I wouldn't say it's on purpose. Ford has always been a marginal (financially) automaker, and while the US gov is providing substantial support (>$10B) via battery and vehicle subsidies, it will be a painful transition based on the financials and balance sheet. Too much financial and institutional debt considering the swiftness at which they must transform. Tesla has a lot of room in their margin (and also generous subsidies due to US component content) to eat price reductions due to rising interest rates, Ford does not while also trying to retool their entire manufacturing supply chain.

TLDR Efficient, nimble innovators can kick the can, laggard incumbents cannot.

Ford Credit (loans to purchasers of their vehicles) is on Ford's balance sheet while the others had to spin off those businesses in '08. So the debt situation is a bit misleading if you just compare the top level numbers to industry peers.
Ford Credit is what sells Ford vehicles, but it’s also where the profit is (roughly half of profits). Take away the credit biz, and that’s a material impact to both profits and volume.

As the below article notes, it’s a balance and pushing risk around.

https://www.detroitnews.com/story/business/autos/ford/2020/0...

Does that mean if you buy a vehicle outright all those folks buying on credit are subsidising you?
Ford probably isn't selling you the vehicle for a loss, but you are contributing far less to the profit margin. In normal times dealers operate on fairly thin margins, which is why they're always looking for ways to extract extra cash from the customer. Financing is an amazing vehicle for this. But it's also why dealers are so interested in the window tint, undercoating, racing stripe, nitrogen filled tires, etc... add ons.
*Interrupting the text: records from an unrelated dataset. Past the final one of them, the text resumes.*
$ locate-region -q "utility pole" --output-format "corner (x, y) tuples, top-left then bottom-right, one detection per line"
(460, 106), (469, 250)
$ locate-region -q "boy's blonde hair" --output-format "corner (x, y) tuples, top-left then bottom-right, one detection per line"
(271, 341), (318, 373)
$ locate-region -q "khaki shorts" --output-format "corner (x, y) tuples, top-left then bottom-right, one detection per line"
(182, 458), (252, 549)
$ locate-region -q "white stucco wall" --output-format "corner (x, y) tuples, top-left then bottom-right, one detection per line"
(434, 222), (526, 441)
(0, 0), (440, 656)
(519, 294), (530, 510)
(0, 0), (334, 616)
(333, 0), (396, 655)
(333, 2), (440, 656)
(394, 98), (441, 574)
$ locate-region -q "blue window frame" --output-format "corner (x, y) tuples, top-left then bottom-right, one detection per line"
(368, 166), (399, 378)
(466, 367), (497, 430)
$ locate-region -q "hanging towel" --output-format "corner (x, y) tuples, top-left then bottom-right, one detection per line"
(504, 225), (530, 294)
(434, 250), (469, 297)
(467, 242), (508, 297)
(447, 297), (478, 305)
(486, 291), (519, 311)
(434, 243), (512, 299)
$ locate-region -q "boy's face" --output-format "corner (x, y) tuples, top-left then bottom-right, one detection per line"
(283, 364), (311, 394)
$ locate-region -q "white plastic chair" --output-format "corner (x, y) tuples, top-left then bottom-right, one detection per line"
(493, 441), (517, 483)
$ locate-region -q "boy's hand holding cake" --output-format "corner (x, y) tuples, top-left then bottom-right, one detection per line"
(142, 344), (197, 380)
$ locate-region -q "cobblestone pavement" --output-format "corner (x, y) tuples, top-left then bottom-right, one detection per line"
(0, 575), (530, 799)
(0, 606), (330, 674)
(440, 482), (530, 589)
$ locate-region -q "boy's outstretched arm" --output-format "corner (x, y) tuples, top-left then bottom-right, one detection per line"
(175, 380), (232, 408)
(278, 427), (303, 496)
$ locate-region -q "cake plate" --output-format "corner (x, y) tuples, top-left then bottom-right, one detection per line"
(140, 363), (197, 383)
Those are almost pure profit to the dealer and can account for the lion's share of what the dealer actually takes home.
I think that creating money always raises prices, so you're probably merely being screwed less, rather than being subsidized.

(I count loans as "creating money" because buyers look at how much X to buy based on how costly it is to borrow money. People are seeing this in the housing market now; when loans were 2.5%, sellers raised their price to fit the monthly payment budget. Now at 7%, it's harder to sell at those prices. If everyone had to pay cash for everything, everything would probably be cheaper, because money would be intrinsically more valuable.)
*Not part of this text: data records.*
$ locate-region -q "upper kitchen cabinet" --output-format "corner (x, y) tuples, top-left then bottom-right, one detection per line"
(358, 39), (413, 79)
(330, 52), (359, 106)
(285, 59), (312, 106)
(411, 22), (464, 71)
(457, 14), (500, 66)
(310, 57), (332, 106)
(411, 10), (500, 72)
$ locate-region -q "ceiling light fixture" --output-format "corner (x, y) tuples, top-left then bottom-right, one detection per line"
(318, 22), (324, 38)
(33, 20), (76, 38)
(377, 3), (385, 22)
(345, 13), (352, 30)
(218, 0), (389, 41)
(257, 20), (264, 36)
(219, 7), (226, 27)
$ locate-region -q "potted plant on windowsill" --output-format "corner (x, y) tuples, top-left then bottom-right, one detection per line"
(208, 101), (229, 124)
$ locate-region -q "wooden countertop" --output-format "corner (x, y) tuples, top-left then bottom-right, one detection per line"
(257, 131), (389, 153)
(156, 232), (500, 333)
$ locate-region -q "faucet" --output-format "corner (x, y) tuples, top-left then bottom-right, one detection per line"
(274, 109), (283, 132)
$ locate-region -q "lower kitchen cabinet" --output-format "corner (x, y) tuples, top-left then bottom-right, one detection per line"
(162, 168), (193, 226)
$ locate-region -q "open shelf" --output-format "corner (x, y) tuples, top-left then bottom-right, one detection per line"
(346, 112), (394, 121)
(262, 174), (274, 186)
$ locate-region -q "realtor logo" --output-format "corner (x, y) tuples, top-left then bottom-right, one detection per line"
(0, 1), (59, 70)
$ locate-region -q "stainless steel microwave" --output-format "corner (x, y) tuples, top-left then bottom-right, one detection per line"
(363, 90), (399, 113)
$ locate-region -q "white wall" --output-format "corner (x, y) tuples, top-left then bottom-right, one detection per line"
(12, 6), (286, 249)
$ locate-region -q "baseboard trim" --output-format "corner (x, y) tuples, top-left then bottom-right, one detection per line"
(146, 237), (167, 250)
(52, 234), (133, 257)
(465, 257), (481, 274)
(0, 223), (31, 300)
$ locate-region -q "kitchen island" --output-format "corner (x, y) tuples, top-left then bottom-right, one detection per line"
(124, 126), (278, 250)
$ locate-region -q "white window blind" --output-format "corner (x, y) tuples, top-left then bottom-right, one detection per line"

Wasn't Ford, unlike GM and Chrysler, NOT a recipient of bailout "too big to fail" federal money?
yes, but it was more circumstantial. by lucky happenstance they had arrange a significant loan facility almost directly before the financial crisis. they leveraged this heavily but because the financing had been arranged ahead of time it left them more sound. Ultimately, the other vehicle makers just got loans from the government post-hoc.
The Ford family are significant shareholders. The “No dividends” clause of the bailouts would have hit them hard. If they hadn’t timed it well with the pre-GFC loan, it’s likely they would have tried harder not to take the bailout regardless.